K Raheja Corp, which is preparing to file for a REIT with investor partner Blackstone this financial year, has a sizeable REIT-able portfolio. Bengaluru’s Prestige Group also plans to list their office assets across multiple cities after a year, said CEO Venkat K. Narayana.
The way forward
Why is there such a sharp contrast between the fortunes of office real estate and the residential business?
“Today, there are 40-45 office developers across cities, while there are 2000 housing developers in Mumbai metropolitan region alone," said Shobhit Agarwal, MD and CEO, ANAROCK Capital. “The office sector got institutional capital and corporate clients drove the demand as well as the quality of projects. In residential (sector), developers were on the driver’s seat and customers had no control." It is this possibility of a rule-based regime which has propelled India’s commercial office segment into the big league.
With most of the new players interested in staying in the Indian market over the long-run, the changing definition of what an office must look like is also resulting in a slew of innovations. Both investors and developers are now going beyond just buying or building assets to offering wider customer solutions as well as options to upgrade existing workspaces.
Singapore’s Xander Investment Management has invested $1 billion in the office sector and acquired around 15 million sq ft in key cities and now has its own co-working platform. “There’s a maturity in the office market which has made foreign investors look at India seriously," said Rohan Sikri, senior partner, Xander.

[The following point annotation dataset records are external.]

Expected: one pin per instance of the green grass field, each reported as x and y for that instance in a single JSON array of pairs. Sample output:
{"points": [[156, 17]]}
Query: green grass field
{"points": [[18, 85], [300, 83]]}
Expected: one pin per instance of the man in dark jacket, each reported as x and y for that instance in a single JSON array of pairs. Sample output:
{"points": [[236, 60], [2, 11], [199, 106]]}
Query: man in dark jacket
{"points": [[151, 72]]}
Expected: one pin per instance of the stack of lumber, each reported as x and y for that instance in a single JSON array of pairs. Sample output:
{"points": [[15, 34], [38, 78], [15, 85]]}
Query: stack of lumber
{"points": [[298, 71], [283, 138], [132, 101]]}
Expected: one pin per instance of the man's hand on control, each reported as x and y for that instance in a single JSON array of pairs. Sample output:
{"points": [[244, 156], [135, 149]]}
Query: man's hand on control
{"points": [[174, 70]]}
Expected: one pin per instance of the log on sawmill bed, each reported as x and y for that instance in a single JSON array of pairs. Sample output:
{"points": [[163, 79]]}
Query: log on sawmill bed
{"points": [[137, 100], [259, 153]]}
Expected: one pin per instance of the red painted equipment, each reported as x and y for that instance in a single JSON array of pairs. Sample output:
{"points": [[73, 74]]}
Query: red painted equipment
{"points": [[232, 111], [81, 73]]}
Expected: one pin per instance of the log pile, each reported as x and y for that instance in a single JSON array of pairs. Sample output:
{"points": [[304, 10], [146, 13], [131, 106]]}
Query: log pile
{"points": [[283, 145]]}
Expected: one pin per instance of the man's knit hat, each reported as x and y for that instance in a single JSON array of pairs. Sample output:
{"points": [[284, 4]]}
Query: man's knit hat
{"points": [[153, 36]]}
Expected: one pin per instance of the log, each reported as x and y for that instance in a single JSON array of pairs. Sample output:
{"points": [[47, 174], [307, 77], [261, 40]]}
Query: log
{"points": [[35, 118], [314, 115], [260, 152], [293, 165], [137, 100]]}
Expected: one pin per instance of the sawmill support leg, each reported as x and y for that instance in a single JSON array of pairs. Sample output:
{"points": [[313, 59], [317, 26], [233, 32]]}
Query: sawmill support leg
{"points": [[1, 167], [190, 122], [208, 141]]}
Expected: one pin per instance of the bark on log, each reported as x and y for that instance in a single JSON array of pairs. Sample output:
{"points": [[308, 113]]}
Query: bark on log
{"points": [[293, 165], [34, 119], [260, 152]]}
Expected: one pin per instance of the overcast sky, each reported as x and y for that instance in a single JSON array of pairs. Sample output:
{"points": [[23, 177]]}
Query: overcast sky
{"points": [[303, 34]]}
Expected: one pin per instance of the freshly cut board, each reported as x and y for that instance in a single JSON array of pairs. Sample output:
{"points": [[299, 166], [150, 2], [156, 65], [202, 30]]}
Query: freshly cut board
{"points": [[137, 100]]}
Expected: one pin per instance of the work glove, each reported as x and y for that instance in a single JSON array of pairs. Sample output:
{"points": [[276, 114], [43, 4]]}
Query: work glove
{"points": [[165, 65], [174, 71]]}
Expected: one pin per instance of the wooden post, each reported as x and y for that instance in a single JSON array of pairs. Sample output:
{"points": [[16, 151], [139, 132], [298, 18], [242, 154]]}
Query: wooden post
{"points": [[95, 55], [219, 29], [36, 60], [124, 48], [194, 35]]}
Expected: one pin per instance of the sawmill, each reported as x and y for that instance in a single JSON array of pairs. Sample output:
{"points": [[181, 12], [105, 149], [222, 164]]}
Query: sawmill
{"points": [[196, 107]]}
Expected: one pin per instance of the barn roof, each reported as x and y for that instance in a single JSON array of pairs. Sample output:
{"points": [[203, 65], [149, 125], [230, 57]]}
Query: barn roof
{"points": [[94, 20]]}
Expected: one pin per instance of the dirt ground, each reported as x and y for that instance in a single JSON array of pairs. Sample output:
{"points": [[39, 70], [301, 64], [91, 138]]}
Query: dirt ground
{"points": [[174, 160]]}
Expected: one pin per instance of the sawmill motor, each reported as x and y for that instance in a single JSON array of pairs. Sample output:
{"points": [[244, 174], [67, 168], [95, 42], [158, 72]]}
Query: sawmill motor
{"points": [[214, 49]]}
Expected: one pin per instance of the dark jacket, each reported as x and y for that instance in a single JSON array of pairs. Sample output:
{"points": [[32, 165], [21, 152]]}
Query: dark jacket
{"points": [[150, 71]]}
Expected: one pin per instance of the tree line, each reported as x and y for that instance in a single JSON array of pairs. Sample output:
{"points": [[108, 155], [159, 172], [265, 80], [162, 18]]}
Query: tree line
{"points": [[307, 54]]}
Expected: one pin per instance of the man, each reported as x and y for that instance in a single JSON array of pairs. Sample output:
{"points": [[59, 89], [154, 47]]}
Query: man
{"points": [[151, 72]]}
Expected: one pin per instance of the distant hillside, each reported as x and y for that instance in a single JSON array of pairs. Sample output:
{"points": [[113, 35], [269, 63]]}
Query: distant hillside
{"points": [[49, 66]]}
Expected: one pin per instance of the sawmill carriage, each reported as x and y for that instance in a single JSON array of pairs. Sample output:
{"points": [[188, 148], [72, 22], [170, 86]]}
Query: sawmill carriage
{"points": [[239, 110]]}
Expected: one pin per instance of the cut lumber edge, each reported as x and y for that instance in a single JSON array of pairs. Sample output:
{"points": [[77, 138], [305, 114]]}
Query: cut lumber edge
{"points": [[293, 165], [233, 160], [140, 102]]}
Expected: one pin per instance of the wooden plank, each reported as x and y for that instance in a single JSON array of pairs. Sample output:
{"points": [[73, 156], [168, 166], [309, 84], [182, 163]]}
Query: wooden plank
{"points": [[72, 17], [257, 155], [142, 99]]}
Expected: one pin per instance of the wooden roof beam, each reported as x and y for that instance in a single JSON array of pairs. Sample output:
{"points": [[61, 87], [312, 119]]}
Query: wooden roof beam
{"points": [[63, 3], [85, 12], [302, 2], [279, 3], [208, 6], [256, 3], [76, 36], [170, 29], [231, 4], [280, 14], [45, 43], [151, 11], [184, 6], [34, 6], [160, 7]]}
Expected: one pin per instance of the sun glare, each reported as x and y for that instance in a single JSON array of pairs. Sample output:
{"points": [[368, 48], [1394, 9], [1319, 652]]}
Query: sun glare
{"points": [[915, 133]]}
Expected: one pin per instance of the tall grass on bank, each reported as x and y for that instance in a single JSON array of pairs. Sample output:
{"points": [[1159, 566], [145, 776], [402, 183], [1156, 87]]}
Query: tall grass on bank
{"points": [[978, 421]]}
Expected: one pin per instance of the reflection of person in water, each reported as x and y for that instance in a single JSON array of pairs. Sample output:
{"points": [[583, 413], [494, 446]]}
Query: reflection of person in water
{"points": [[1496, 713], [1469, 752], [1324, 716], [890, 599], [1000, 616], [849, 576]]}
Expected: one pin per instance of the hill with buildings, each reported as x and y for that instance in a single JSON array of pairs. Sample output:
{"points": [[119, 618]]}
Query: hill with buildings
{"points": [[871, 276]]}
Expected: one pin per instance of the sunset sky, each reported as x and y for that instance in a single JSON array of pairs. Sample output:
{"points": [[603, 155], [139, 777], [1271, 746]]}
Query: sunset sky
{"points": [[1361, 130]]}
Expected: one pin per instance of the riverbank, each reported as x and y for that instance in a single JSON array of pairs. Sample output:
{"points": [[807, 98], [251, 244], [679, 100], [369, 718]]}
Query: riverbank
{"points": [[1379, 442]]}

As Embassy’s Virwani, whose company pioneered the REIT model in India adds, “The game has changed. Today, corporate clients come and ask for larger spaces and global investors have given local developers the ability to scale and have taught cash flow management. Office space take-up in Bengaluru alone is equal to 12 cities in the world."
“End-customers like the Fortune 500 companies plan to expand and they won’t compromise on corporate governance, which will also push developers to catch up," said Vinamra Srivastava, CEO, Ascendas India operation and private funds.
On the whole, that most boring of spaces —the office—is where the hopes of India’s real estate sector, which employs a significant number of people, largely hinges at the moment. But the party has only just begun.
“Building good quality office space is far more complicated than residential, and operational efficiency is the key differentiator. Commercial office development is not a 100-metre race," said K Raheja Corp’s Rohira.